Automatically halts training when validation loss stops improving, and restores the best weights.

Parameter Type Description
EarlyStopping bool Enable early stopping
EarlyStoppingPatience int Epochs to wait without improvement before stopping
  • On improvement: counter resets, best weights are deep-copied.
  • On trigger: weights are restored to the best checkpoint, training ends.
TrainingConfig: nn.TrainingConfig{
    EarlyStopping:         true,
    EarlyStoppingPatience: 5,
}

ReduceLROnPlateau

Automatically reduces the learning rate when validation loss plateaus.

Parameter Type Description
ReduceOnPlateau bool Enable LR reduction
LRFactor float64 Multiplicative factor (e.g., 0.5 halves the LR)
LRPatience int Epochs to wait before reducing
MinLR float64 Floor for the learning rate
  • On improvement: patience counter resets.
  • On plateau: new_lr = lr × factor (clamped to MinLR), counter resets.
TrainingConfig: nn.TrainingConfig{
    ReduceOnPlateau: true,
    LRFactor:        0.5,
    LRPatience:      3,
    MinLR:           1e-6,
}

Data Loading

CSV Configuration
cfg := dataset.CSVConfig{
    HasHeader:      true,
    InputColumns:   []int{1, 2, 3, 4},   // feature column indices
    HasLabelColumn: true,                  // enable one-hot encoding
    LabelColumn:    0,                     // column with class labels
    NumClasses:     10,                    // 0 = auto-detect
    Delimiter:      ',',
    Scaling:        dataset.MinMaxNormalize,
}

data, err := dataloader.FromCSV("data.csv", cfg)
Scaling Methods
Constant Formula Range
dataset.NoScaling No transformation Original
dataset.MinMaxNormalize (x − min) / (max − min) [0, 1]
dataset.ZScoreStandardize (x − μ) / σ mean=0, std=1
Dataset Splitting
train, test, err := dataset.SplitWithShuffle(data, 0.8)    // 80/20 shuffled split
train, test, err := dataset.SplitWithoutShuffle(data, 0.8)  // sequential split

TrainingConfig Reference

Field Type Default Description
Epochs int Number of training epochs
LearningRate float64 Initial learning rate
Optimizer Optimizer SGD Optimization algorithm
LossFunction LossFunction Auto "categorical_crossentropy" or "mse" (auto-selected by output activation)
BatchSize int Mini-batch size
Beta float64 0.9 Momentum factor (Momentum/EMA/Nesterov/RMSProp)
Beta1 float64 0.9 First moment decay (Adam/AdamW)
Beta2 float64 0.999 Second moment decay (Adam/AdamW)
Epsilon float64 1e-8 Numerical stability (Adam/AdamW)
WeightDecay float64 0 L2 regularization / decoupled weight decay
ReduceOnPlateau bool false Enable LR reduction on plateau
LRFactor float64 LR multiplicative reduction factor
LRPatience int Epochs before LR reduction
MinLR float64 Minimum learning rate floor
EarlyStopping bool false Enable early stopping
EarlyStoppingPatience int Epochs before early stop triggers

Inference Performance

GoNN provides an optimized inference mode with preallocated buffers, 8-wide loop unrolling, flat weight access, and zero allocations per call.

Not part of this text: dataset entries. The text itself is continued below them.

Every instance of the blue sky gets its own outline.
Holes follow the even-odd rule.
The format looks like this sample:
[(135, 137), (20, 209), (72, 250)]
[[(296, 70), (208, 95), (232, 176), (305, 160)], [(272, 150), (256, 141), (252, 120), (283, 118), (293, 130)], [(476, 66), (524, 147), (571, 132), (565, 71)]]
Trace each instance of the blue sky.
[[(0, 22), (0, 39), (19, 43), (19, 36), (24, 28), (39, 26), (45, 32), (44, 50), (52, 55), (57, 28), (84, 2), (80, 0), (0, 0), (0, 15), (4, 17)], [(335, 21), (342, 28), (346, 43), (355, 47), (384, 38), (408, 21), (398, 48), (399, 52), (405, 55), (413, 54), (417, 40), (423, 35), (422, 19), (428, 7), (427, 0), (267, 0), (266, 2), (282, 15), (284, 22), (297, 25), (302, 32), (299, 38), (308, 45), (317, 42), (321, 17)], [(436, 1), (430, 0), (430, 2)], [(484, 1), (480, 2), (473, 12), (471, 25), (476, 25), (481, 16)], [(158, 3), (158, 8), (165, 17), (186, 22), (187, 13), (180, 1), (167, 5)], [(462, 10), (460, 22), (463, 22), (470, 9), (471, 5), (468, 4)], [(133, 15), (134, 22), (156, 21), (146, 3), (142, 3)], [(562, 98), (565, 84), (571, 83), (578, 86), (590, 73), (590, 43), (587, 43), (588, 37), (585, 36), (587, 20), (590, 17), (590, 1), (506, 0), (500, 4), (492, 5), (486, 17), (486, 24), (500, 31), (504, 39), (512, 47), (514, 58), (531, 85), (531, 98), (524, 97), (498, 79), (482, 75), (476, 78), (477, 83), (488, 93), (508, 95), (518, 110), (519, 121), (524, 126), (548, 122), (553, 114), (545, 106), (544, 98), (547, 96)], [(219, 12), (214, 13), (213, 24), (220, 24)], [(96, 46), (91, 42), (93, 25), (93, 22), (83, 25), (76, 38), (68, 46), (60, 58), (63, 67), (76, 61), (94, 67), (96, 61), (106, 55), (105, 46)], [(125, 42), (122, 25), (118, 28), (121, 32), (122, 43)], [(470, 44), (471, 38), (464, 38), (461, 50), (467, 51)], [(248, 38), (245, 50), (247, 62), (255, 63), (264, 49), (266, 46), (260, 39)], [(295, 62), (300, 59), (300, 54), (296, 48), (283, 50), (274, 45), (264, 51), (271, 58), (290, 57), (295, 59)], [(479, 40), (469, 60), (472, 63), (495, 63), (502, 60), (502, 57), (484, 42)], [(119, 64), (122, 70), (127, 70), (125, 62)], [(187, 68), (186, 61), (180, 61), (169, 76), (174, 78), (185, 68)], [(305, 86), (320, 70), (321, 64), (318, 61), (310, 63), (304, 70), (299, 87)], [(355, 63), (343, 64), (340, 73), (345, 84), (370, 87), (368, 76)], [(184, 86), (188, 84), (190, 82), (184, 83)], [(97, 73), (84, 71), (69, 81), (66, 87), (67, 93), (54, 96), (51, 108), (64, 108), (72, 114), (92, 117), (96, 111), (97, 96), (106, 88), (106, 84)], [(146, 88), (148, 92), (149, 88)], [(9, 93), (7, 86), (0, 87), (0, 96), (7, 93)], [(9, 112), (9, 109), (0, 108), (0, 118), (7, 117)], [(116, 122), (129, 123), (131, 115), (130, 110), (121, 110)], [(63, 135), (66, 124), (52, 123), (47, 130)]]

Benchmark: single-sample forward pass
Architecture: 784 → 128 → 64 → 10 (ReLU, Softmax)
Precision: float64, CPU, single-threaded

Framework µs/op vs GoNN Notes
NumPy (MKL/OpenBLAS) 17.1 0.53× Uses highly optimized BLAS kernels (AVX2/AVX-512)
GoNN 32.2 1.00× Pure Go implementation, zero allocations
PyTorch 32.5 1.01× inference_mode(), MKL backend
TensorFlow @tf.function 266.1 8.27× Graph-compiled execution

Setup

  • CPU: Intel i7-13650HX
  • Go 1.25
  • 50k benchmark iterations (go test -bench)
  • All frameworks pinned to 1 thread and float64 precision

GoNN achieves PyTorch-level latency for single-sample CPU inference while remaining a pure Go implementation with no external dependencies. NumPy performs best due to its use of highly optimized BLAS libraries.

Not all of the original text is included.